The demonstrations in a Brooklyn neighborhood with a large Palestinian population over the weekend were meant to commemorate the Nakba, a Palestinian flight and expulsion before and during the 1948 Arab-Israeli war. NYPD officers responded to 911 calls about the protests and arrested about 40 people.

The incident prompted a backlash from progressive Democrats who accused the NYPD of heavy-handed tactics to break up the demonstration.

“There has been a Nakba Day demonstration here every year for the past decade without incident,” New York City Councilman Justin Brannan posted on X, formerly Twitter. “I saw no evidence of actions by protestors today that warranted such an aggressive response from the NYPD.”

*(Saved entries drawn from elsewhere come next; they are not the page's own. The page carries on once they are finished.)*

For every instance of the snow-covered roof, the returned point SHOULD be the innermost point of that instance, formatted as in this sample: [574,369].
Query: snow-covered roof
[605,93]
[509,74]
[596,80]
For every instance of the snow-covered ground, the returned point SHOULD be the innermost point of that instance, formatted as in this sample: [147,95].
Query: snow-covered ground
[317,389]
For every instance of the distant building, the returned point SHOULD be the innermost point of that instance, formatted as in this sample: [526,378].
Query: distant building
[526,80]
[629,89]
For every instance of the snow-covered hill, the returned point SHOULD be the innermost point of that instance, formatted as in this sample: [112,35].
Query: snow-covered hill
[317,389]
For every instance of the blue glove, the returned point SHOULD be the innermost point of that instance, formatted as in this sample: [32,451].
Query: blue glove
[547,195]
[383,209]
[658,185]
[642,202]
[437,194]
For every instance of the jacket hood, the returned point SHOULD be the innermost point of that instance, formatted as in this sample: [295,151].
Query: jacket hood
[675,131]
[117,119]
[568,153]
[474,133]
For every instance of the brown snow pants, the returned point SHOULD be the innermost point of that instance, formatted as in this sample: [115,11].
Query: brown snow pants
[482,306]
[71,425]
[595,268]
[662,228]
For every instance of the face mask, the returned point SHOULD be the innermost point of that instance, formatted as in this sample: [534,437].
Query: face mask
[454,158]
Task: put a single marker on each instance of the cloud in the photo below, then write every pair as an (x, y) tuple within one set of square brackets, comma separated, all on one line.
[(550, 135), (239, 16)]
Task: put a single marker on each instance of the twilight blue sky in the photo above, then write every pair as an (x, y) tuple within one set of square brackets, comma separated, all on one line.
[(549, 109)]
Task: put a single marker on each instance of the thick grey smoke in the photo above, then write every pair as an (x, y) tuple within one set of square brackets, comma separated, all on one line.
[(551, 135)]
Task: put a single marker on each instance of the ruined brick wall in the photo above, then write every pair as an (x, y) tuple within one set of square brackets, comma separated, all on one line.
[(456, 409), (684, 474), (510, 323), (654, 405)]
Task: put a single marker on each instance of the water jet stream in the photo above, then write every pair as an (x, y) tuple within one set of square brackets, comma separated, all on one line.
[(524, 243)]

But Adams is defending NYPD’s response and said the demonstrations went beyond what would be covered by the First Amendment by destroying property and throwing bottles and other projectiles at responding police officers.

“What you don’t have the right to do is ride on top of buses. You don’t have a right to spit in the faces of police officers, to destroy property, to resist arrest,” Adams, a retired NYPD captain, said in a radio interview. “Those police officers did a commendable job under very difficult circumstances.”

The NYPD released a video showing protesters throwing empty water bottles at officers and lighting flares. One protester appeared to be sitting atop a moving MTA bus, waving a Palestinian flag.

“We will not accept the narrative that persons arrested were victims, nor are we going to allow illegal behavior,” NYPD Deputy Commissioner Kaz Daughtry said in a statement.

Daughtry said of the 41 protestors arrested, 36 were not from the Brooklyn neighborhood, and about one-third had previous arrests for “non-peaceful” demonstrations.

“We will never tolerate any unlawful, illegal, and non-peaceful protests,” he said. “NYC residents demand peace and reject unlawful behavior in any form.”

Jumaane Williams, the city’s public advocate, took to social media to blast the NYPD’s response and Adams, whom he suggested “refuses to recognize the legitimacy of Palestinian pain.”

“It is disheartening, shameful, and dangerous,” Williams posted on X. “Yes, NYPD and individual officers should be held accountable, however the truth is this Mayor holds the ultimate responsibility for not just allowing but encouraging; almost insisting that the response for anything Palestinian be escalation and disproportionate force.”

But Adams called the images of police officers punching and kicking protestors on the ground an “isolated incident” and said the city is investigating the response.

“People want to take that one isolated incident that we’re investigating,” he said in remarks. “They need to look at the totality of what happened.”